I principali nodi strutturali che alimentano questa situazione includono:

  • Retribuzioni inadeguate: Gli stipendi del personale medico e infermieristico italiano sono tra i più bassi d’Europa, spingendo molti a cercare impieghi nel privato.
  • Stress ed esaurimento professionale: I tagli storici e la carenza numerica si traducono in turni massacranti, straordinari continui e un alto rischio di burnout, che porta molti operatori a lasciare la professione.
  • Disallineamento della domanda: Molti specialisti abbandonano il Servizio Sanitario Nazionale (SSN) per diventare liberi professionisti o lavorare tramite cooperative.
  • Vincoli di spesa e precariato: Il tetto alla spesa per il personale e i frequenti contratti a tempo determinato rendono il posto pubblico meno stabile e appetibile rispetto al passato.
  • Squilibri formativi: In alcune specialità mediche e nel settore infermieristico, il numero di nuovi specialisti o laureati è inferiore ai pensionamenti annuali.

La carenza colpisce in modo selettivo: le specialità più penalizzate sono l’emergenza-urgenza (pronto soccorso) e la medicina di base, mentre si registra una forte carenza di infermieri.

Per vincere la carenza di personale e attirare i migliori talenti, gli ospedali pubblici oggi mettono in campo diverse strategie:

Flessibilità nei turni: Implementare software avanzati per la gestione degli orari che permettano una maggiore personalizzazione dei turni e la riduzione delle notti consecutive, migliorando così il work-life balance.

Introdurre programmi di supporto psicologico e un’equa rotazione nei reparti ad alta intensità (es.
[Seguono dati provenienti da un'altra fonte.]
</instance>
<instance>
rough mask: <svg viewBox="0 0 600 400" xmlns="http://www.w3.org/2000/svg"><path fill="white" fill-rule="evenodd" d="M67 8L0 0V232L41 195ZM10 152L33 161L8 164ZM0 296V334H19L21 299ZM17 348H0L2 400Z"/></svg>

Pronto Soccorso), per tutelare il benessere psico-fisico del personale

Riconoscere bonus legati agli obiettivi o indennità specifiche per chi lavora in reparti considerati “scoperti” o disagiati.

Ma anche introdurre benefit tangibili come asili nido interni per i figli dei dipendenti, alloggi a prezzi calmierati per il personale fuori sede e convenzioni per il trasporto.

Solo in questo modo, con del personale motivato, riposato e ben pagato, i nostri ospedali possono funzionare a dovere.